Allison sortit de sa chambre et attacha ses longues boucles rousses en une queue de cheval avant de rejoindre Klaus et Mia qui discutaient dans la cuisine. Un léger ragoût mijotait dans une marmite et la douce odeur qui arrivait aux narines de l'adolescente l'emplit de joie.
- Quel bonheur que tu sois venu habiter avec nous, Klaus. Je ne sais pas ce qu'on ferait si tu n'étais plus là pour cuisiner...
Il sourit et lui répondit :
- Crois moi, avec de meilleurs ingrédients ce serait bien mieux, mais je ne peux pas me plaindre. Je refuse de te donner l'envie d'aller voler dans la station agricole.
- Je l'ai déjà fait plusieurs fois.
Il lui envoya une tape sur le sommet du crâne.
- Tu as déjà pensé à ce que deviendrait ta famille si tu venais à te faire attraper ?
- Et toi, tu as déjà pensé à l'état dans lequel nous serions si jamais je ne volais pas tout ce matériel ? Crois-moi Klaus, je connais les risques. C'est juste une question de survie.
Le garçon ne répondit pas. Il l'attira près de lui et posa timidement son menton sur la tête d'Allison.
- On trouvera un moyen, je te le promets. Un jour, nous vivrons aussi heureux que les riches d'Utopia.

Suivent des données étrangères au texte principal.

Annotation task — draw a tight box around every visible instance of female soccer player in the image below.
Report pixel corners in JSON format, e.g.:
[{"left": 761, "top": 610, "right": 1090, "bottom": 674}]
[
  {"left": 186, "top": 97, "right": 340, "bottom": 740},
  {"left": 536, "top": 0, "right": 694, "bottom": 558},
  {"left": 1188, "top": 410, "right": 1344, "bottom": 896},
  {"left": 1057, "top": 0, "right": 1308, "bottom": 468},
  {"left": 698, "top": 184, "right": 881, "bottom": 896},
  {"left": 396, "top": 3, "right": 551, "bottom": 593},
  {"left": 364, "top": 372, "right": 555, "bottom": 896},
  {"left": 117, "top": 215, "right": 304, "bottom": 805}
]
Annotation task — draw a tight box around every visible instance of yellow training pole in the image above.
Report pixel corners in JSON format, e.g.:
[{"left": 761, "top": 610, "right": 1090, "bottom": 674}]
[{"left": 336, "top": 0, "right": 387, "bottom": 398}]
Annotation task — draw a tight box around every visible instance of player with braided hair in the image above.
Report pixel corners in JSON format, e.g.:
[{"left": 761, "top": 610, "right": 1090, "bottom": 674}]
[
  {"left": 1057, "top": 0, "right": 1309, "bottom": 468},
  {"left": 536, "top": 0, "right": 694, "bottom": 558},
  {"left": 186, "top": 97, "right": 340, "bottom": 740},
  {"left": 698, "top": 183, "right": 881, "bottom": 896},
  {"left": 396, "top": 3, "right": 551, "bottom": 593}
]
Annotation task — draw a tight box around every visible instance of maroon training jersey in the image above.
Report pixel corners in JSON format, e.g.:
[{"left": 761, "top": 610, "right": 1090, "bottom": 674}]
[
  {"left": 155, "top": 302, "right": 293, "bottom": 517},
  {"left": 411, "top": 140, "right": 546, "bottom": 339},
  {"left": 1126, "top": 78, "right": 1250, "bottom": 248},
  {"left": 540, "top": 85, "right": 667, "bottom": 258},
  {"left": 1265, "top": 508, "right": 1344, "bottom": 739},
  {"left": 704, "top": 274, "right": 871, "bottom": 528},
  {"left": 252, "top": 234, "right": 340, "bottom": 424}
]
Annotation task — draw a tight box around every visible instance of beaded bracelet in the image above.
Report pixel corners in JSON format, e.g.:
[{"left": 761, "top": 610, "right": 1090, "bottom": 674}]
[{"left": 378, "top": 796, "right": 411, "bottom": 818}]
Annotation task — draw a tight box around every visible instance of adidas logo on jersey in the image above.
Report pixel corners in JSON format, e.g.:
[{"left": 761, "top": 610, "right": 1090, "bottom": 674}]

- Essaie toujours, rit Allison. J'aimerais ne serait-ce qu'en rêver.
Elle se recula et observa son meilleur ami. Ses yeux noirs trouvaient refuge dans le vert de ceux de l'adolescente. Elle carressa ses cheveux bruns d'un air distrait avant de se tourner vers sa petite sœur.
- Mia chérie, tu veux faire quelque chose avec moi ce soir ?
- Je veux que tu me lises d'autres histoires de l'ancien monde !
Allison lança à Klaus un regard complice à quoi il répondit par un clin d'oeil. Elle décala le vieux canapé moisi vers la droite et appuya longuement sur une goutte de peinture dans le mur. Un mécanisme se fit entendre et une trappe s'ouvrit, laissant place à un espace de quelques dizaines de centimètres de profondeur. Elle attrapa un gros livre noir et referma la trappe.
- Viens à côté de moi, demanda-t-elle à la petite qui ne se fit pas prier.
Le gros livre s'intitulait "Utopia/Dystopia - Histoires d'autrefois". Elle l'ouvrit à la première page.
- On va reprendre l'introduction depuis le début. Tu veux lire ?
Mia secoua la tête et laissa sa grande sœur commencer la lecture.